An unofficial prologue to the book ‘Steve Jobs’

Cover Page of the book "Steve Jobs" by Walter Isaacson

When Sony revolutionized the music industry in the 1970s with its iconic Walkphone, Toshiba took over the baton next decade with its laptop and Microsoft followed the individual-centric computing with its Windows OS.

The next decade that was also the beginning of the new millennium was taken over by Apple with its iPod, iPad and iPhone series — all aimed at massive and genuine democratization of products for personal use.

The man behind these products was Steve Jobs and his first authorized biography by Walter Isaacson to be released on Monday, Oct. 24 will give insights into his foray into these small products which failed to catch the attention of industry giants IBM or Microsoft.

Small but productive, useful and revolutionary they are. It was not until they penetrated every earthling that the world woke up to take notice of Apple’s tiny devices. Tracing Jobs’s early life from the house in Cupertino where he grew up, to his initial foray into computing machines and then his ouster from Apple to Los Angeles Studios and recall to lead the second revolution of the industry that miniaturized it to hand-held iPads and iPhones, the story of Steve Jobs is sure to make an interesting reading.

Intriguing though is that Steve Jobs was quite choosy about his products, consumers, and even his rivals. So, he could not have taken anyone else but Walter Isaacson, the former managing editor of Time magazine to write about him. The author interviewed more than 40 persons who had interacted with Steve Jobs and could give deep insights into the person who was hated and loved by the industry and its benefactors.

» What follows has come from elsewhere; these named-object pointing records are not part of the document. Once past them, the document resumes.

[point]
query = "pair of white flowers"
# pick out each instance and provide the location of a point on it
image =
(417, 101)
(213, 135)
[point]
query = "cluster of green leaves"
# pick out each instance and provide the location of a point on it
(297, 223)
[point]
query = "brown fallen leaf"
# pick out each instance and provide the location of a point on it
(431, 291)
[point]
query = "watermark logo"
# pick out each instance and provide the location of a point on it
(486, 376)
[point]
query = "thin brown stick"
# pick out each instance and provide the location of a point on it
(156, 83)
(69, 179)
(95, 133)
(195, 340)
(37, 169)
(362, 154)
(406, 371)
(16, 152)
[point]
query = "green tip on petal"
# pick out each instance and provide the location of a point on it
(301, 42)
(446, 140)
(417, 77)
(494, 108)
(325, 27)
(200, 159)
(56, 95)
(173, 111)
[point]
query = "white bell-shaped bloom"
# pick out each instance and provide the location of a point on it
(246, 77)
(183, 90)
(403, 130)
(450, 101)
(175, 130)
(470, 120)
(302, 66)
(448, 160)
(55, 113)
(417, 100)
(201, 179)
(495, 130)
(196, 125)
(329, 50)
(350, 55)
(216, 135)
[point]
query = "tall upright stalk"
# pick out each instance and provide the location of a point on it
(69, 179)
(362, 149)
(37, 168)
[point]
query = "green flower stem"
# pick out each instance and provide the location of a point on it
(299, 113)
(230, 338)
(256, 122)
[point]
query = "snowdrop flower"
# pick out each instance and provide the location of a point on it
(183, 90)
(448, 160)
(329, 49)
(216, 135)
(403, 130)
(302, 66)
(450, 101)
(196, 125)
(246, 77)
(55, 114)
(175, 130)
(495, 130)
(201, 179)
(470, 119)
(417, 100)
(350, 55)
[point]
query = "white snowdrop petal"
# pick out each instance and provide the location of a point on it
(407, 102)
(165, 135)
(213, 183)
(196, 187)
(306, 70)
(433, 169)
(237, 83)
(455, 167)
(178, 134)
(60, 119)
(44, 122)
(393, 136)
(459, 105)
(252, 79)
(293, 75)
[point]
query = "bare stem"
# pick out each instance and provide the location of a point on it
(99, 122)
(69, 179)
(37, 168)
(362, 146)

Isaacson, who has also authored “Benjamin Franklin: An American Life”, “Kissinger: A Biography”, and the coauthor of “The Wise Men: Six Friends and the World They Made”, will be remembered more for his latest book “Steve Jobs” than any other accomplishments so far.

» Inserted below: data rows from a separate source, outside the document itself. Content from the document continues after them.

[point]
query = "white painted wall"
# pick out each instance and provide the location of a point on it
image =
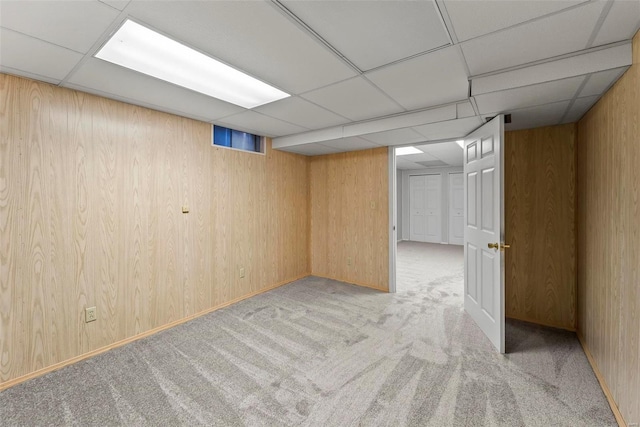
(403, 199)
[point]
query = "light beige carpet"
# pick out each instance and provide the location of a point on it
(318, 352)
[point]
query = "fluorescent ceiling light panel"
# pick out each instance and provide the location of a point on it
(403, 151)
(140, 49)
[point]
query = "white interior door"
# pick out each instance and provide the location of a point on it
(484, 229)
(425, 200)
(433, 189)
(456, 209)
(418, 208)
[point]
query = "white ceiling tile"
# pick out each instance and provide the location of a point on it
(418, 157)
(114, 81)
(533, 117)
(368, 32)
(599, 82)
(558, 34)
(34, 56)
(407, 165)
(76, 25)
(449, 129)
(579, 108)
(301, 112)
(474, 18)
(253, 36)
(448, 152)
(118, 4)
(464, 109)
(592, 61)
(528, 96)
(355, 99)
(250, 121)
(621, 23)
(350, 144)
(311, 149)
(395, 137)
(20, 73)
(428, 80)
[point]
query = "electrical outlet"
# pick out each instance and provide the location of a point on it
(90, 314)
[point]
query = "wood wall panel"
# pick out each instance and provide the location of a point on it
(91, 196)
(609, 237)
(350, 217)
(540, 266)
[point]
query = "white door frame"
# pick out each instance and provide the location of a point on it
(393, 219)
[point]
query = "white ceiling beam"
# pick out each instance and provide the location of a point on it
(582, 63)
(433, 115)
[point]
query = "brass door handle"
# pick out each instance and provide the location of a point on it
(501, 246)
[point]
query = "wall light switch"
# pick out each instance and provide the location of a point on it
(90, 314)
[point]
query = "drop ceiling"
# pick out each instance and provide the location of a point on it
(361, 74)
(444, 154)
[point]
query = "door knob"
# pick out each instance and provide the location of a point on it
(501, 246)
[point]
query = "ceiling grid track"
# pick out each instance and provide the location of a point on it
(601, 19)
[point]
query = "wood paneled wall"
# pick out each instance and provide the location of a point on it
(350, 217)
(91, 197)
(540, 266)
(609, 237)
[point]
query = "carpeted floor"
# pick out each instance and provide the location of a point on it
(318, 352)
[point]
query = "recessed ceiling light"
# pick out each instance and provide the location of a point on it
(403, 151)
(140, 49)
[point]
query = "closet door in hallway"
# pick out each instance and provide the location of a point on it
(425, 201)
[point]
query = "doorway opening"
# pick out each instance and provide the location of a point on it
(430, 220)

The book portrays the rollercoaster life and “searingly intense personality” of a creative enterpreneur whose passion for perfection and ferocious drive revolutionized six industries: Personal Computers, animated movies, music, phones, tablet computing, and digital publishing, said a description of the book.

On the subject’s abilities of innovation, it reads: “At a time when America is seeking ways to sustain its innovative edge, and when societies around the world are trying to build digital-age economies, Jobs stands as the ultimate icon of inventiveness and applied imagination. He knew that the best way to create value in the 21st century was to connect creativity with technology, so he built a company where leaps of the imagination were combined with remarkable feats of engineering.”

Author Walter Isaacson

The book is sure to make a difference from many books on Steve Jobs as the subject for the first time waived off the right to read the book before its publication, Isaacsson enjoyed more freedom than his predecessors who tried to attempt similar biography but failed to touch the emotive chord of the subject. Unfortunately Steve Jobs died on Oct. 5, bringing the urgency for the book to be out before it is too late like his tiny devices which were often released earlier than the targeted date.

“I’ve done a lot of things I’m not proud of, such as getting my girlfriend pergnant when I was 23 and the way I handled that. But I don;t have any skeletons in my closet that can’t be allowed out,” he asserted to his biogprapher. Here his initial refusal of his parenthood of his daughter Lisa and his reconciliation bring some of the personal notes that Jobs had left behind for Apple lovers.

The final meeting with Bill Gates, days before his death, was another remarkable moment that Isaacsson could capture in the book and his efforts to bring out the copy in less than a month after the legendary’s death is a remarkable achievement for any author.